The comments were perhaps the most in-depth to date on why the Pulitzer-winning author of A Problem from Hell: America and the Age of Genocide stayed on in the Biden administration throughout the Gaza catastrophe, which many have documented as a genocide.
Biden's former USAID administrator spoke at the 32nd Annual Hesburgh Lecture in Ethics and Public Policy, hosted by the Kroc Institute for International Peace Studies. Notably she did not discuss Gaza or Palestine during her prepared remarks, but a student posed a question to her in the Q&A.
Here is my quick transcription of this remarkable exchange.
Student: In your book, A Problem from Hell, you criticize US's passivity in watching genocide unfold. You also recognize the power of using the word genocide, the G-word, in recognizing genocide. Yet, as you yourself held a position of power in government, you failed to call out the genocide in Gaza, referring to it more as a humanitarian crisis. Given the importance of recognizing genocide and acting on genocide, I'm wondering why you did not name the genocide in Gaza and when you were in a position of power and if you continue to hold that.
SAMANTHA POWER: Thank you. Yeah, I mean, Gaza was the most difficult humanitarian crisis I worked in, certainly at USAID and probably my whole career.
My job was to get food and medicine to the people who were living in Gaza, who were not getting access to clean water, to electricity, to adequate medicine, and of course, were suffering in many cases from acute severe malnutrition.
While I know that there's an impulse on the outside for any official, especially a senior official who has the privilege that I had, to make my own foreign policy, that's not what happens when you go into the government. I don't just get up and decide today what US foreign policy is.
I certainly as somebody who wasn't then, and I'm not now, looking at evidence as a lawyer, and I'm trying to get food from Point A to Point B with my men, and above all I'm supporting my teams, who are doing God's work 24-7 to do that, and failing by the way a lot of the time, because of the obstruction by the Israeli government. But when you are in government, that is the price of being in government.

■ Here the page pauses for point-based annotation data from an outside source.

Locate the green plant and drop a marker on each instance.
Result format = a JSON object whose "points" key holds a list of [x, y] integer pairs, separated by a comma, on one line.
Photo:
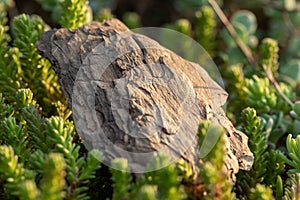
{"points": [[42, 157]]}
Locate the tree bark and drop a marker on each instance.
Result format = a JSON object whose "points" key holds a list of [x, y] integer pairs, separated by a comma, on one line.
{"points": [[133, 98]]}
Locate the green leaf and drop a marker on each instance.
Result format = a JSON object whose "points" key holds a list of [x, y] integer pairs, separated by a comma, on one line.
{"points": [[247, 19]]}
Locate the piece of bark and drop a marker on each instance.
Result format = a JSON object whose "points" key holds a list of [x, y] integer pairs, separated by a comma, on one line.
{"points": [[167, 96]]}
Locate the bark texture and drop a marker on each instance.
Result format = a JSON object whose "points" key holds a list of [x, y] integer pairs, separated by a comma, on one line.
{"points": [[145, 97]]}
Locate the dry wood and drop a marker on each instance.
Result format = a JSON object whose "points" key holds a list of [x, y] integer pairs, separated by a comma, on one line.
{"points": [[167, 95]]}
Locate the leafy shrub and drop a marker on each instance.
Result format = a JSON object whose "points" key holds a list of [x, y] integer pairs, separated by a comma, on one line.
{"points": [[41, 156]]}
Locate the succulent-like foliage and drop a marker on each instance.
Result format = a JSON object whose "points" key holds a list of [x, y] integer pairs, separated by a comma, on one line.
{"points": [[292, 187], [75, 13], [42, 157], [253, 127], [260, 93], [205, 27], [293, 148], [269, 55], [212, 171]]}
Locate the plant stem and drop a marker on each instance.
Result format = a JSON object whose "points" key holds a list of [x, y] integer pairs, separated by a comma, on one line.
{"points": [[276, 86], [246, 51]]}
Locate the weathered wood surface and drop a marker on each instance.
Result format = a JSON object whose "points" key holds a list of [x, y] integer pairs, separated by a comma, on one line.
{"points": [[167, 95]]}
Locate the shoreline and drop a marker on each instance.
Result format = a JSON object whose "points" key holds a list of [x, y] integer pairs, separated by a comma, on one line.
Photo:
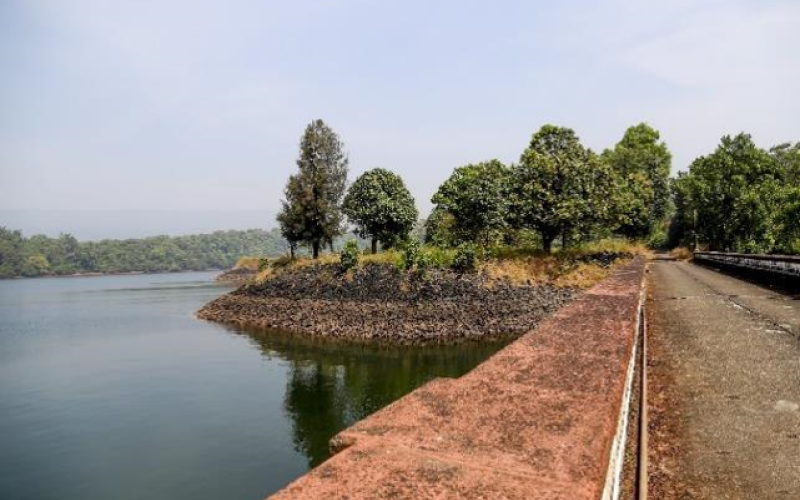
{"points": [[99, 274], [378, 303]]}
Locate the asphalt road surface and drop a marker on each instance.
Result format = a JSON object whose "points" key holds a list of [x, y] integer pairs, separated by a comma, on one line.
{"points": [[724, 386]]}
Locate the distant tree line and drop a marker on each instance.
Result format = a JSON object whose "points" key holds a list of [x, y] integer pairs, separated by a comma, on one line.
{"points": [[740, 198], [559, 191], [40, 255]]}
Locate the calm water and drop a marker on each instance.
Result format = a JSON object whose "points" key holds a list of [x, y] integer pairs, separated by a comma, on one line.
{"points": [[110, 388]]}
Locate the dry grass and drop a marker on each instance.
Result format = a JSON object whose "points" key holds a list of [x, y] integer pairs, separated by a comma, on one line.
{"points": [[519, 265], [247, 263], [563, 268], [681, 253], [386, 257], [550, 269]]}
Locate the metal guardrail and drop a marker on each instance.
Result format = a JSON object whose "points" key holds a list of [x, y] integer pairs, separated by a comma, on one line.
{"points": [[786, 265]]}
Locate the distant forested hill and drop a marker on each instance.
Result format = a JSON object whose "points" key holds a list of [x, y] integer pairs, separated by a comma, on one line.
{"points": [[40, 255]]}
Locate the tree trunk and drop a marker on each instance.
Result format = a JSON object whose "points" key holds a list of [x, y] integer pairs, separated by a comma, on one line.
{"points": [[547, 243]]}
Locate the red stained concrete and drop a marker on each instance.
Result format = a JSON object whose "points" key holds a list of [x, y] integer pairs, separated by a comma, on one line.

It was a very different, analogous circumstance, but on Syria, I had lots of debates and discussions with President Obama on the "red line" and what to do, and this and that. Once I have failed to convince someone within the Situation Room about a course of action that I might favor, then I'm out there representing the administration's position. And for some of you, that is just going to be too big a price to pay.
For me to have the opportunity every day to get food from Point A to Point B, it was worth all of the understandable criticism that comes from outside. Like I totally respect your position, your frustration… But for me to have resigned and not be doing that work, also not be doing energy repair—not that I was doing it personally—but supporting energy repair in Ukraine when Putin's taking out the energy, not supporting girls education online for the Afghan girls and women who'd been taken out of classrooms by the Taliban. We were doing so much every day that seemed really significant and impactful.
The price of being part of a team that can do that great work, an administration that can do that great work, is you are going to be part of what the president ultimately decides the policies and the positions are. So other people might have handled it differently, could have decided that it was better to be back in academia and criticizing from outside, or again mustering evidence as a lawyer even to judge intent and whether the intent rose to the level of genocide.
My view was I had the greatest job in the world to try to do as much good as I could in the fleeting time that I had in that position.